Faire du grand oral un levier d’égalité des chances » : c’est par ce titre que débute le rapport de Cyril Delhay, professeur d’art oratoire à Sciences Po, consacré à la réforme du baccalauréat pour 2021.

En fin de document, page 47, nous sommes informés que « Ce rapport est le fruit de l’intelligence collective »… Une « intelligence collective » qui a oublié, dans son court chapitre consacré au handicap, de prendre en compte 1 % (statistiquement) de potentiels étudiants autistes, proposant un grand levier pour leur exclusion des études post-bac. Car la grille d’évaluation proposée par Cyril Delhay est totalement discriminatoire envers les étudiants autistes, en particulier non-oralisants, mais aussi oralisants (de même qu’elle le sera envers les personnes ayant un accent régional, issues de cultures autres que françaises, et issues des classes sociales pauvres).

Voici sur quoi Cyril Delhay et « l’intelligence collective » qu’il a mobilisée propose d’évaluer les futurs bacheliers :

  • Entrée en scène : Prise de contact par le regard avec l’espace et l’auditoire ; captation de bienveillance ; bonne première impression
  • Disponibilité corporelle : Engagement du corps ; détente des épaules ; respiration, disponible et tonique,
  • Gestuelle : Conscience, maîtrise, précision, coordination physique.
  • Regard : Interaction par le regard avec le jury.
  • Maîtrise du non-verbal et capacité d’adaptation.
  • Maîtrise de la voix : timbre, modulation, rythme, nuance, clarté…
  • Charisme

Un court chapitre est consacré (page 19) aux étudiants en situation de handicap. Les spécificités des étudiants autistes sont complètement oubliées : « Contrairement à une idée reçue, l’enseignement de l’oral auprès des personnes en situation de handicap physique ou mental est souvent des plus pertinents dans un chemin de progression. Les interactions permises par l’oral sont par nature ouvertes et susceptibles de s’adapter à la variété des profils et des parcours ».

Rappelons à monsieur Delhay et à son « intelligence collective » que des milliers d’étudiants autistes non-oralisants goûteront difficilement à ce prétendu « chemin de progression » soi-disant permis par l’oral! Et que par définition, une personne autiste non-oralisante ne peut s’adapter à une telle grille d’évaluation ! En 2017, Nicolas, membre du CLE et étudiant autiste non-oralisant, a obtenu son baccalauréat scientifique grâce à des aménagements adaptés à son handicap : Comment aurait-il fait avec une évaluation, basée non pas sur ses connaissances, mais sur la « maîtrise de la voix » ?

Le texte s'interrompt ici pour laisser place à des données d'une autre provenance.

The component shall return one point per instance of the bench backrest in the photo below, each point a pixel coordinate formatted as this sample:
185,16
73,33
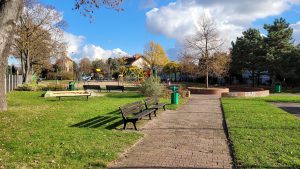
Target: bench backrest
93,87
114,87
150,101
132,108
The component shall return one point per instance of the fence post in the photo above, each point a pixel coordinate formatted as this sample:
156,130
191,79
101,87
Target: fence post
5,87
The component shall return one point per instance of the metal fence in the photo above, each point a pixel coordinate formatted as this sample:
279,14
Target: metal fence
12,82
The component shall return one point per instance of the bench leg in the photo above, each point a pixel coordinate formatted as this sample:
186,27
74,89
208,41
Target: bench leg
134,124
124,127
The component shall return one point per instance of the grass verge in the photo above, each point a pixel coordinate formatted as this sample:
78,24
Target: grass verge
262,135
74,133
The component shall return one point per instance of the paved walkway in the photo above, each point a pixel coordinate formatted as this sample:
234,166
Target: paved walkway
192,137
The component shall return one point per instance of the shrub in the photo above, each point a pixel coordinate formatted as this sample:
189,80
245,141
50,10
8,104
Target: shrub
152,87
61,75
51,76
66,76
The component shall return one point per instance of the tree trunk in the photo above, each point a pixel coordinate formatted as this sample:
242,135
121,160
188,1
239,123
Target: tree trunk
253,78
10,10
206,80
273,82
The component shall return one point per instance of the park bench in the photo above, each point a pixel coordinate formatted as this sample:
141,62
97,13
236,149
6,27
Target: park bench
114,87
133,112
152,103
73,95
92,87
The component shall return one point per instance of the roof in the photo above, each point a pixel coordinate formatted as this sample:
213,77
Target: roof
130,60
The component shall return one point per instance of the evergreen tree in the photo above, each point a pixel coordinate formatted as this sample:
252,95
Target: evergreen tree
277,44
248,54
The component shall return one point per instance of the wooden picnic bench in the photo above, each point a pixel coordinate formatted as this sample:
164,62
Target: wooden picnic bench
92,87
73,95
152,103
114,87
133,112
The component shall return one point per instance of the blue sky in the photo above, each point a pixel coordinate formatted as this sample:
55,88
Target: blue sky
167,22
111,29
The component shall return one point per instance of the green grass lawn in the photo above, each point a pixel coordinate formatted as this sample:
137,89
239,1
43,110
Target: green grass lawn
74,133
263,136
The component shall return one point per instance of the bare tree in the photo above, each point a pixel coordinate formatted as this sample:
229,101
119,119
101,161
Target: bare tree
10,10
38,37
85,66
203,44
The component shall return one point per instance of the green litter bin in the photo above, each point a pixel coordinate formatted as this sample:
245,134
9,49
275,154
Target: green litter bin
277,88
174,98
71,86
174,95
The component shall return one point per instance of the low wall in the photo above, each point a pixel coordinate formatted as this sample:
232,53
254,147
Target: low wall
262,93
211,91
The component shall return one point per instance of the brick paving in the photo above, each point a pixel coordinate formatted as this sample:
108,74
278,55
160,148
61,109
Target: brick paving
192,137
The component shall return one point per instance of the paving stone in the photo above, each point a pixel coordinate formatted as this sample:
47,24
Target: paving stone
191,137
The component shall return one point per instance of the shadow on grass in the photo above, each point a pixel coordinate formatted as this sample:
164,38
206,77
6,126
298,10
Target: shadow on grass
111,121
124,95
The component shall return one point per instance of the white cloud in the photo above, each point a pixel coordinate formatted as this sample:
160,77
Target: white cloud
73,42
296,32
176,20
77,49
96,52
144,4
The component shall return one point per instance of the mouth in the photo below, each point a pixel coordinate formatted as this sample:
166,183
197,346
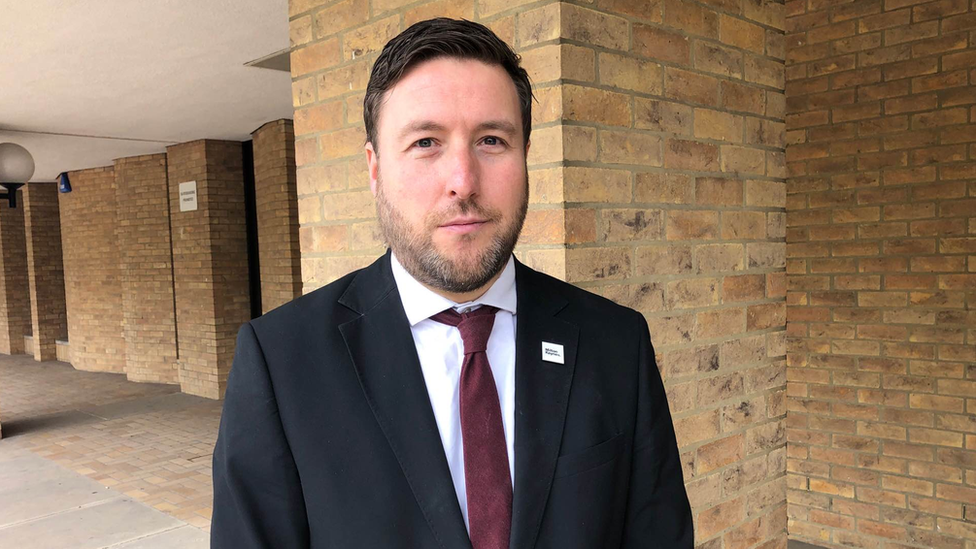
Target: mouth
464,225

Laissons la parole au spécialiste Cyril Delhay : « des élèves au profil particulier intégrés à l’école trouveront avec profit dans la pratique de l’oral un contexte favorable pour affermir leur place dans le groupe »… Sans commentaires.

Le rapport propose tout de même la prise en compte de la langue des signes, dont l’enseignement aux étudiants autistes non-oralisants reste trop rarement proposé, en plus d’être sur de nombreux points non-pertinent. Il n’y a par exemple pas mention de la communication alternative et augmentée permettant de compléter ou de remplacer le discours par une synthèse vocale.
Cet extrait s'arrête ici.